Veera lives at our home and she is the only dog here. She has no issues sharing her food with people and shows no aggression toward humans ever (so far). She LOVES other dogs. We often go to visit my mother and her three dogs for socialization and training practice. She gets along with them well, although the one sheltie doesn't like her much and has acted a bit aggressive toward her on a couple occasions.

Twice now during feeding time at my mother's house has Veera become aggressive and tried to attack the sheltie who she has less of a relationship with. The most recent time she grabbed him by the scruff of his neck and attempted to shake him. She didn't want to let him go... It was horrifying  

I am sure that this behaviour is triggered from Veera's past, and I know a solution would be to feed her and keep her food in a room separated from the other dogs, but I am wondering if there is a safe way to train her out of this behaviour? She is highly intelligent and eager to learn, but I don't want to put any other dogs at risk by working on this training. 

While I have grown up with many dogs my whole life and am an experienced dog owner, Veera is my first rescue and this is beyond my realm of expertise. I would love to hear what others have gone through and if anyone has any advice for me! <3


----------



## Khecha Wacipi (Oct 10, 2021)

Good for you for adopting a dog in need.

there may be a way in which Veera comes to accept that sheltie in the future. but you cannot make one dog like another any more than you can with people. Grabbing by the neck, shaking, and not wanting to let go means the dog is essentially telling the other dog "I want to kill you". It is to be taken very seriously.

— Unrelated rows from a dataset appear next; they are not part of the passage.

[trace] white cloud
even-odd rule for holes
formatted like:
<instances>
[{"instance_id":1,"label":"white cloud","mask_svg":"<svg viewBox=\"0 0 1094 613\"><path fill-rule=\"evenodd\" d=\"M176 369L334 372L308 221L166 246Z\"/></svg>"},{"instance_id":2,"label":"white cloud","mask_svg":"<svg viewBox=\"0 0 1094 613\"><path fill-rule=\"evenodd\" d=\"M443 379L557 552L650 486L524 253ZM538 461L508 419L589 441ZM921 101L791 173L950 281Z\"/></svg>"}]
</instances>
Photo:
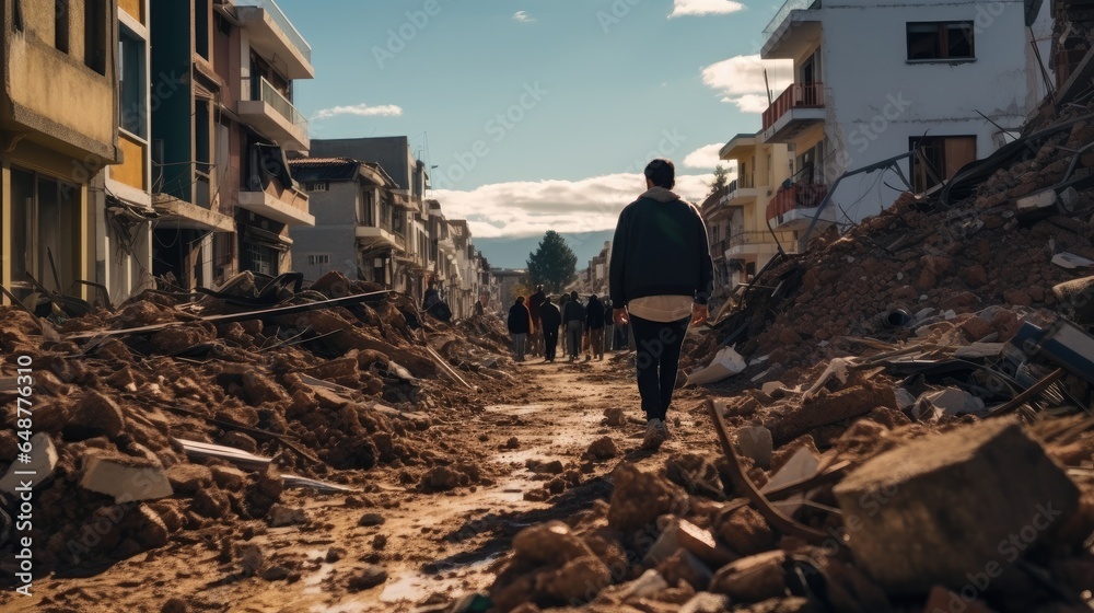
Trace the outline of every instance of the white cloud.
<instances>
[{"instance_id":1,"label":"white cloud","mask_svg":"<svg viewBox=\"0 0 1094 613\"><path fill-rule=\"evenodd\" d=\"M794 82L794 62L789 59L761 60L759 55L735 56L702 69L702 82L736 104L744 113L763 113L767 107L767 84L778 96Z\"/></svg>"},{"instance_id":2,"label":"white cloud","mask_svg":"<svg viewBox=\"0 0 1094 613\"><path fill-rule=\"evenodd\" d=\"M711 174L677 175L676 193L701 204ZM618 173L580 181L517 181L472 190L434 189L449 219L466 219L473 238L538 236L615 228L619 211L645 190L641 174Z\"/></svg>"},{"instance_id":3,"label":"white cloud","mask_svg":"<svg viewBox=\"0 0 1094 613\"><path fill-rule=\"evenodd\" d=\"M398 117L403 115L403 108L394 104L382 104L380 106L369 106L365 103L351 106L331 106L322 108L315 114L313 119L328 119L338 115L357 115L359 117Z\"/></svg>"},{"instance_id":4,"label":"white cloud","mask_svg":"<svg viewBox=\"0 0 1094 613\"><path fill-rule=\"evenodd\" d=\"M684 15L725 15L745 10L745 5L733 0L674 0L668 19Z\"/></svg>"}]
</instances>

I would completely keep these two dogs apart unless you are there, the owner of the sheltie is there, and both dogs are kept on leash, and keep those encounters to only when necessary. 

I don't know of any training you can or even should do at this point to change things. Part of the issue is that the dog is very new in your home and is still trying to adjust to the new and very different environment. she needs time to settle in, and during that time I think it would be best if she doesn't have to see a dog that she has taken a dislike to. I would just not take her over to your Mom's if I were you.

If for some reason it is necessary to take her over there, at the very least feed them in separate rooms with doors closed between them so they do not see each other. 

Once your dog has has another two to three months to settle in and relax a bit and feel at home, you could try having an on-leash meet with the sheltie. But I think ever into the future they will need to be completely separated at meal time.


----------



## Poppy14 (Apr 13, 2017)

Absolutely feed in a separate room and keep the food up as well.

This is largely a pick your battles type of situation - it is not a particularly difficult thing to do to give a dog solitude when eating, and many dogs absolutely appreciate it, whether they have shown severe resource guarding like this or not. 

Resource guarding is absolutely a serious issue, and a very scary one! I got my current dog at 8ish weeks old and he was also a very severe resource guarder towards other animals with food (or sometimes toys). I absolutely wanted it to just go away. But honestly, resource guarding is totally natural, just not usually that alarming. And just feeding my boy, who also had to compete for food in his previous home, separate from everyone else cut the guarding way down. He still mostly eats by himself and I pick the dish up when he's not eating, but he can now eat near another animal if he needed to and he will show warning signs when he is uncomfortable, which he never did before.


----------



## 3GSD4IPO (Jun 8, 2016)

I NEVER feed dogs next to each other unless they are in outdoor kennels where there isn't much choice. Then I feed them as far apart as possible.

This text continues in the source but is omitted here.